As virtual worlds go, Doom 3 is big. To play through it just once, never mind multiplayer matches and replay time, takes upwards of 30 hours. (Take that, Peter Jackson!) Despite its size, it is meticulously detailed. The monsters of the original Doom were barely animated blobs of pixels; this time the game is populated by a gallery of fascinating grotesques and gargoyles created by Kenneth Scott, id's soft-spoken lead artist, whose work references Francis Bacon and cheesy fantasy artist Frank Frazetta with equal reverence. The ghouls are excruciatingly detailed. As you're being devoured by a swarm of demonic cherubs, you can admire the iridescent patina on their insect wings. To play Doom 3 is to feel your skin prickle with atavistic fear. It's a bit too lifelike for comfort.

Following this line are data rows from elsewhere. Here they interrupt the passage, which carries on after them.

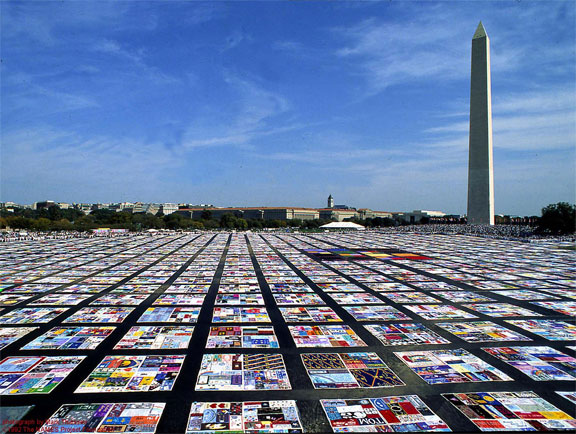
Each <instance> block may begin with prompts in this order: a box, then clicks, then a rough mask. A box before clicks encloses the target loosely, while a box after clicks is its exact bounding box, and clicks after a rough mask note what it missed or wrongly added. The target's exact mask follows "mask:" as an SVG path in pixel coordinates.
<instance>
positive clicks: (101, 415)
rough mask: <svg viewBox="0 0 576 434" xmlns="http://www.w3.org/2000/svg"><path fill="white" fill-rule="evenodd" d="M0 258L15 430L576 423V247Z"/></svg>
mask: <svg viewBox="0 0 576 434" xmlns="http://www.w3.org/2000/svg"><path fill="white" fill-rule="evenodd" d="M0 249H1V255H0V258H1V259H0V288H2V292H0V306H1V307H2V311H1V312H0V348H1V351H2V357H1V359H2V360H0V380H1V382H0V383H1V384H0V400H1V401H0V402H1V407H2V409H1V418H2V419H3V424H2V427H1V428H2V429H3V430H4V431H6V430H7V429H9V427H10V425H13V424H14V426H13V427H12V432H34V431H35V430H37V429H39V428H40V427H41V426H42V425H43V428H42V429H43V430H45V431H50V432H76V431H79V430H80V431H81V430H84V431H94V430H98V431H106V430H108V431H120V430H127V431H132V432H152V431H154V430H156V432H163V433H173V432H174V433H183V432H186V431H187V430H188V432H199V431H200V430H202V429H204V430H209V429H226V428H234V427H236V426H237V427H239V428H245V429H247V430H248V429H258V428H262V427H266V426H268V427H269V426H270V423H273V425H274V426H275V428H277V429H280V428H288V427H290V428H291V429H293V430H294V431H295V432H298V430H300V429H301V428H303V429H304V430H305V431H307V432H330V431H332V429H333V428H334V427H336V429H337V428H338V426H342V425H345V426H349V427H350V429H353V426H354V425H355V426H363V427H367V426H380V427H382V429H384V428H385V427H388V428H389V429H394V430H397V431H400V430H410V431H414V430H418V429H420V430H427V429H429V428H436V429H447V428H448V427H449V428H450V429H452V430H454V431H479V430H480V428H483V429H487V428H495V429H501V428H505V427H508V428H515V429H521V428H530V427H532V428H535V429H544V428H546V427H547V428H570V427H574V425H573V423H574V420H571V418H572V417H575V416H576V411H575V404H574V402H573V401H571V400H570V399H569V398H570V396H568V397H566V396H561V394H560V393H558V392H568V394H569V393H570V392H572V399H574V390H575V387H576V386H575V385H576V383H575V379H576V360H575V359H574V358H573V356H575V348H576V347H575V346H574V345H576V343H575V341H574V339H575V337H576V326H575V325H574V320H573V318H574V314H575V309H576V306H575V305H576V290H575V289H574V274H575V273H574V268H573V265H574V252H572V251H568V250H560V249H555V248H552V247H550V246H548V245H543V244H542V245H540V244H529V243H520V242H514V241H496V240H488V239H482V238H473V237H465V236H445V235H410V234H376V233H364V234H315V235H299V234H286V235H276V234H266V235H262V236H261V235H258V234H249V235H247V236H246V235H244V234H218V235H213V234H196V235H185V236H184V235H169V236H162V237H126V238H115V239H109V238H96V239H74V240H52V241H42V242H38V241H29V242H14V243H5V244H4V245H2V246H0ZM2 347H3V348H2ZM481 392H488V394H483V393H481ZM465 394H467V395H465ZM370 398H382V399H372V400H370ZM292 400H294V401H295V403H294V402H290V401H292ZM268 401H274V402H272V403H269V402H268ZM278 401H282V402H278ZM207 402H208V403H220V404H203V403H207ZM229 402H233V403H236V404H232V405H230V404H225V403H229ZM249 402H252V404H249ZM254 402H256V403H254ZM80 403H111V404H118V403H120V404H121V403H138V404H137V405H132V406H129V407H126V406H121V405H110V406H103V405H94V406H91V407H90V406H84V407H79V406H75V407H74V406H69V405H68V406H67V404H80ZM141 403H148V404H141ZM151 403H152V404H151ZM193 403H194V404H193ZM242 403H244V404H242ZM63 405H64V406H65V407H64V408H63V409H61V410H60V411H59V413H57V414H56V417H53V418H52V419H50V420H49V418H50V417H51V416H52V415H54V414H55V412H57V411H58V410H59V409H60V408H61V406H63ZM30 406H33V407H31V408H28V407H30ZM191 408H193V413H192V416H190V413H191ZM298 415H299V417H298ZM327 415H329V417H330V418H331V423H332V426H331V423H330V421H329V420H328V418H327ZM47 421H48V423H47V424H46V425H45V423H46V422H47ZM271 421H272V422H271ZM90 426H91V428H90ZM2 429H0V432H2Z"/></svg>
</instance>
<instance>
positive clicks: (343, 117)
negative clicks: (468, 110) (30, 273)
mask: <svg viewBox="0 0 576 434" xmlns="http://www.w3.org/2000/svg"><path fill="white" fill-rule="evenodd" d="M575 5H576V3H574V2H571V1H569V2H565V1H550V2H548V1H538V2H530V1H522V2H517V1H511V2H508V1H497V2H474V1H468V2H415V1H404V2H399V1H396V2H388V1H386V2H368V1H365V2H311V1H308V2H292V1H278V2H274V1H259V2H239V1H236V2H195V1H158V2H148V1H120V2H113V3H108V2H102V1H98V2H90V1H87V2H77V1H75V2H67V1H47V2H38V1H32V2H26V1H3V2H1V3H0V8H1V13H2V17H1V25H2V33H1V43H2V47H1V48H2V64H1V73H2V80H1V97H2V105H1V126H2V130H1V139H2V154H1V157H2V159H1V164H2V167H1V168H2V170H1V172H2V173H1V192H0V193H1V195H0V198H1V200H3V201H16V202H20V203H32V202H34V201H39V200H43V199H52V200H56V201H62V202H118V201H143V202H187V203H213V204H215V205H217V206H228V205H230V206H259V205H268V206H282V205H285V206H306V207H321V206H324V205H325V203H326V197H327V196H328V194H330V193H331V194H332V195H333V196H334V198H335V201H336V203H338V204H348V205H351V206H355V207H368V208H372V209H377V210H387V211H408V210H413V209H438V210H442V211H445V212H450V213H465V211H466V194H467V191H466V190H467V187H466V186H467V164H468V103H469V75H470V44H471V38H472V35H473V34H474V31H475V29H476V26H477V25H478V21H479V20H482V22H483V23H484V25H485V27H486V31H487V33H488V35H489V36H490V39H491V55H492V103H493V117H494V167H495V202H496V204H495V205H496V206H495V210H496V213H499V214H519V215H527V214H539V213H540V209H541V208H542V207H543V206H545V205H547V204H549V203H555V202H558V201H570V202H573V201H574V197H575V179H576V176H575V174H576V171H575V144H576V126H575V125H576V96H575V95H576V79H575V77H576V53H575V48H576V39H575V38H576V35H575V28H576V26H575V24H576V14H575V12H576V6H575Z"/></svg>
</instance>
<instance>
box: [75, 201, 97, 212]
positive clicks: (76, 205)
mask: <svg viewBox="0 0 576 434" xmlns="http://www.w3.org/2000/svg"><path fill="white" fill-rule="evenodd" d="M92 206H93V205H92V204H91V203H75V204H74V208H76V209H77V210H78V211H82V212H83V213H84V214H89V213H90V211H92Z"/></svg>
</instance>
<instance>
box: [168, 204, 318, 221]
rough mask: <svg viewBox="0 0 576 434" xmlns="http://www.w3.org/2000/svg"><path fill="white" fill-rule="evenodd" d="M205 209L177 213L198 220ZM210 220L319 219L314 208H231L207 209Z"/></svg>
mask: <svg viewBox="0 0 576 434" xmlns="http://www.w3.org/2000/svg"><path fill="white" fill-rule="evenodd" d="M205 210H206V208H204V207H202V208H200V207H195V208H184V209H183V208H181V209H179V210H178V211H177V212H178V214H182V215H185V216H188V217H191V218H193V219H196V220H198V219H200V218H201V217H202V212H203V211H205ZM208 210H209V211H210V212H211V213H212V218H215V219H219V218H220V217H222V216H223V215H225V214H232V215H234V216H236V217H241V218H245V219H257V220H294V219H300V220H315V219H318V218H319V212H318V210H317V209H315V208H296V207H278V208H276V207H257V208H256V207H231V208H208Z"/></svg>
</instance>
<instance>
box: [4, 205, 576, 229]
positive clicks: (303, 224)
mask: <svg viewBox="0 0 576 434" xmlns="http://www.w3.org/2000/svg"><path fill="white" fill-rule="evenodd" d="M331 221H333V220H323V219H319V220H301V219H294V220H257V219H244V218H242V217H238V216H235V215H233V214H224V215H223V216H221V217H220V218H215V217H214V216H213V215H212V212H211V211H210V210H209V209H206V210H204V211H203V212H202V214H201V218H200V219H199V220H193V219H191V218H190V217H187V216H184V215H182V214H179V213H173V214H169V215H163V214H162V213H158V214H156V215H153V214H146V213H131V212H128V211H121V212H116V211H113V210H108V209H99V210H95V211H92V212H91V213H90V214H87V215H85V214H84V213H83V212H82V211H79V210H77V209H60V208H59V207H58V206H52V207H49V208H44V209H41V210H32V209H23V208H20V209H15V210H14V211H13V212H12V211H8V210H5V209H3V210H0V228H11V229H22V230H34V231H63V230H77V231H88V230H91V229H96V228H101V227H107V228H112V229H129V230H131V231H139V230H147V229H173V230H174V229H176V230H178V229H179V230H215V229H226V230H239V231H243V230H248V229H250V230H259V229H265V228H274V229H281V228H294V229H296V228H298V229H301V230H314V229H318V228H319V227H320V226H322V225H324V224H326V223H330V222H331ZM350 221H352V222H354V223H358V224H361V225H363V226H365V227H369V228H377V227H390V226H398V225H401V224H407V223H403V222H399V221H397V220H395V219H392V218H382V217H375V218H367V219H350ZM462 222H463V221H462ZM509 222H510V219H508V220H506V218H501V219H499V221H498V220H497V223H500V224H506V223H509ZM428 223H432V222H430V221H429V220H427V219H423V220H422V221H421V222H420V224H428ZM535 232H536V233H539V234H551V235H563V234H573V233H575V232H576V206H575V205H572V204H569V203H566V202H559V203H557V204H551V205H548V206H546V207H544V208H542V216H541V217H539V218H538V219H537V223H536V228H535Z"/></svg>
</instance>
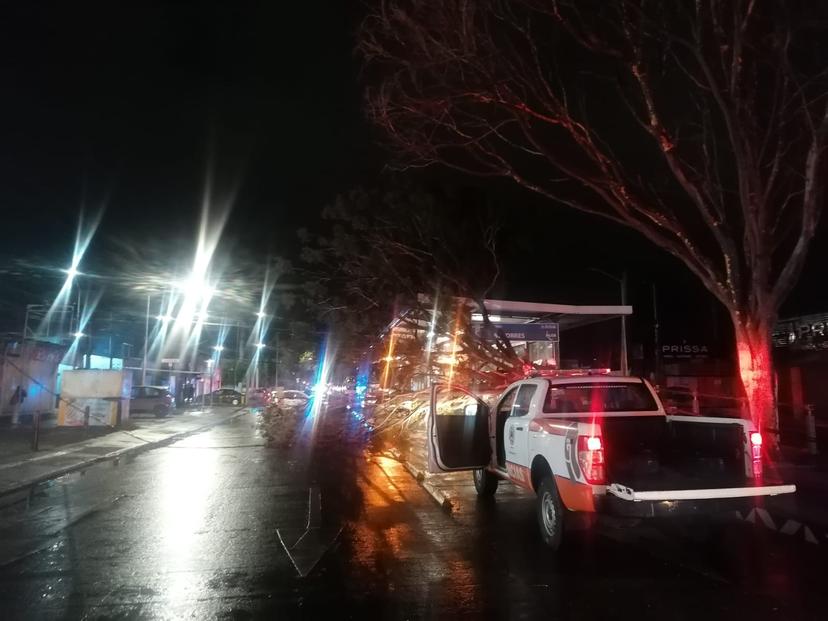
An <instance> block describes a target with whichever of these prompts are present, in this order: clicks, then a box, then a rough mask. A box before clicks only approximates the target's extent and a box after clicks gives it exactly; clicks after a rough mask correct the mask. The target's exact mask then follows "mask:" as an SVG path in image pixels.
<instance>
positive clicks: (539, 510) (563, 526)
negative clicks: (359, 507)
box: [537, 475, 566, 550]
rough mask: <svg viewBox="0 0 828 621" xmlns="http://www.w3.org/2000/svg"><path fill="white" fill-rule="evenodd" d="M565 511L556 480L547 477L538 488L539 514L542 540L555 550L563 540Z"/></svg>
mask: <svg viewBox="0 0 828 621" xmlns="http://www.w3.org/2000/svg"><path fill="white" fill-rule="evenodd" d="M565 511H566V510H565V509H564V506H563V503H562V502H561V497H560V496H559V495H558V486H557V485H555V478H554V477H553V476H552V475H547V476H546V477H544V479H543V481H541V484H540V487H539V488H538V500H537V513H538V525H539V526H540V531H541V538H542V539H543V542H544V543H545V544H546V545H548V546H549V547H550V548H552V549H553V550H557V549H558V548H559V547H560V545H561V540H562V539H563V528H564V515H565Z"/></svg>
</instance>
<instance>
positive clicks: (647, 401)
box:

Doom 3 is sure to be big business. It had better be: id Software releases only one product every few years, and developing a game like Doom 3 costs from $15 million to $20 million. Unless it confounds all expectations, Doom 3 should sell well into the millions, at $54.99 a pop. And id will license Carmack's technology to a swarm of game developers. Although conventional wisdom has it that games like id's appeal to just a narrow, nerdy hard-core subculture, they're actually wildly popular. Even before Doom 3 hits stores, 6 of the top 10 computer games in June were hard core. And two other games of that ilk, Halo 2 and Half-Life 2, are expected to post big numbers later this year. Universal Pictures has a Doom movie set to film in Prague this winter, with producer John Wells of such respectable fare as ER and The West Wing attached. (The Rock reportedly has his sights set on the starring role.) The hard core has become the mainstream. This isn't a subculture, it's a culture.
A generation is defining itself through virtual combat, without the casualties or consequences of World War II and the Vietnam War. And who knows? Maybe one day we'll figure out less destructive ways to have fun in Carmack's dreamworld. After all, it would be a shame if, having invented cinema, we made only war movies. Carmack might even be the one to broker that virtual peace. He has a life outside Doomhobbies, charities, not to mention a wife who's eight months pregnant. He doesn't spend much time gaming anymore. But he isn't giving up on the virtual frontier he opened. "There's something fundamentally interesting about that, about the world in a box," he says. "If somebody can be an emperor in a virtual world, with only a cheap computer, is that really a fundamentally bad thing?"